A new visual database, developed by Prof. Chittka, allows scientists, botanists, farmers and gardeners to see flowers and other plants through the eyes of bees and other pollinating insects and to design gardens and greenhouses that are bee-friendly. This is especially important at a time when bees are just beginning to recover from Bee Colony Collapse Disorder, which has decimated their populations around the world. (As amateur beekeepers have been building and caring for new hives, populations in the U.K. have doubled in the last six months, according to Martin Smith of the British Beekeepers’ Association.)
Seeing the world as insects may see it can reveal “landing strips” which are invisible to the human eye. These act to guide insects to the nectar they feed on.
These landing strips might take the form of concentric circles of color or dots.
“Quite often, you will find in radial symmetrical patterns that there is a central area which is differently colored,” said Prof. Chittka. “In other flowers there are also dots in the center which indicate where the bee to put its tongue to extract the goods.”

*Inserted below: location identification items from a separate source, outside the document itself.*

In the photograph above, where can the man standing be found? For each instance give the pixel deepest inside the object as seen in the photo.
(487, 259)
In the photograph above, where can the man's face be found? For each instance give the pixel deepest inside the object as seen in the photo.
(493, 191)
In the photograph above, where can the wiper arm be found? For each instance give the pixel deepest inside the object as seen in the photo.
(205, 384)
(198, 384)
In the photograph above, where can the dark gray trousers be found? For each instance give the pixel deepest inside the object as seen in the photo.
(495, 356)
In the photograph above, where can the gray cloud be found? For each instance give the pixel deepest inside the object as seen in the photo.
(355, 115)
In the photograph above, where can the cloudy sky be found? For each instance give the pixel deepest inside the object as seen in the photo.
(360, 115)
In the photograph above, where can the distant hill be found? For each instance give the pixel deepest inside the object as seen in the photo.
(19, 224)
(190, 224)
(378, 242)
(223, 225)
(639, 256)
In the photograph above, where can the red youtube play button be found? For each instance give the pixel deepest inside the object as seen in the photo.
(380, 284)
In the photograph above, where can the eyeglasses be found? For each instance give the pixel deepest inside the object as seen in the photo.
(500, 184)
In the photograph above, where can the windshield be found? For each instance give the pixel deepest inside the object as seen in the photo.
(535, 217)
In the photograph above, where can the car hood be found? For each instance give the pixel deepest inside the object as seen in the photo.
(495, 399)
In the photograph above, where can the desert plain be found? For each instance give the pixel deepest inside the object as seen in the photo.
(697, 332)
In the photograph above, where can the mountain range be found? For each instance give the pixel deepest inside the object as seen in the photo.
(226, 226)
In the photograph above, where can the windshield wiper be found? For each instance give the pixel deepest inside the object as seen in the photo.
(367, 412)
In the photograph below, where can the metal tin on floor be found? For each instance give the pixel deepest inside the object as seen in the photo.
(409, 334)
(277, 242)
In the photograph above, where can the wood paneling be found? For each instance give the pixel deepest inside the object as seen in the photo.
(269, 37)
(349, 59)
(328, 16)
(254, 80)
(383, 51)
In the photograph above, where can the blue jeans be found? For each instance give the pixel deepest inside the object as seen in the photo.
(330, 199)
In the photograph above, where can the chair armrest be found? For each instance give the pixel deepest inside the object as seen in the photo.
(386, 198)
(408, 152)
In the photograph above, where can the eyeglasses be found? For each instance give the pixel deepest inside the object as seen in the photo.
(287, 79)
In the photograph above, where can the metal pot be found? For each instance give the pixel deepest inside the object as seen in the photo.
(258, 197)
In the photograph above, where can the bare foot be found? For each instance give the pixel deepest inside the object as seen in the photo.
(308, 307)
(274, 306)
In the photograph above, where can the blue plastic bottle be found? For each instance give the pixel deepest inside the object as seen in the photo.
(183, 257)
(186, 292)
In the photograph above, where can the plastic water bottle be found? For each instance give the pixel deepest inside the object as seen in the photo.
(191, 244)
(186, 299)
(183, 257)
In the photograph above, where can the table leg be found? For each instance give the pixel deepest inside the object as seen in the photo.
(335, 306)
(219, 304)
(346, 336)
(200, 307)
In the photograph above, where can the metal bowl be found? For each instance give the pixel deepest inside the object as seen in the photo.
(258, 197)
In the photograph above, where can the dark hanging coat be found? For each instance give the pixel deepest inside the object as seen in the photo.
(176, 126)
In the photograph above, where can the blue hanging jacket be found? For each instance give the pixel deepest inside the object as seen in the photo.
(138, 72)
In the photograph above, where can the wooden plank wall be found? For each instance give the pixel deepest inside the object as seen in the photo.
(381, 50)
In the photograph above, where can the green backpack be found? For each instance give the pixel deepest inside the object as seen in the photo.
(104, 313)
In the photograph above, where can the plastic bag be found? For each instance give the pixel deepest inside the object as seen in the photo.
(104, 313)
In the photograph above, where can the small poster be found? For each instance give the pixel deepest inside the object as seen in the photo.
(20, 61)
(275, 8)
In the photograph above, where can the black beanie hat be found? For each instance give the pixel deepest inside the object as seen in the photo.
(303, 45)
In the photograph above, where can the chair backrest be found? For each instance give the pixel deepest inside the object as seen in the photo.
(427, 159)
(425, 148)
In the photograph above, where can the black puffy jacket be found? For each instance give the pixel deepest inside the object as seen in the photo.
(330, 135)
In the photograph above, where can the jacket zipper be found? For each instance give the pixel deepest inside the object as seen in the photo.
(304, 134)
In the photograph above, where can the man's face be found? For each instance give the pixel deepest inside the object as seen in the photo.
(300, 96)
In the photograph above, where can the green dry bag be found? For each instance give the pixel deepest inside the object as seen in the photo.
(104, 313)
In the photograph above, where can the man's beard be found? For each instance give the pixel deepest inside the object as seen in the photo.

Is there a value to this information beyond pure interest? Anyone growing plants for food knows that we humans are entirely dependent on bees and other insects to pollinate the plants so they can grow and spread.
“Every third bite that you consume at the dinner table is the result of insect pollinators’ work,” said Prof. Chittka. “We need to understand what kind of a light climate we need to generate in [greenhouses] to facilitate detection of flowers by bees.”
This database includes over 2,000 images from countries like Germany, Norway and Brazil. It’s free to use for scientists and anyone else who wants to make habitat or global comparisons of floral color.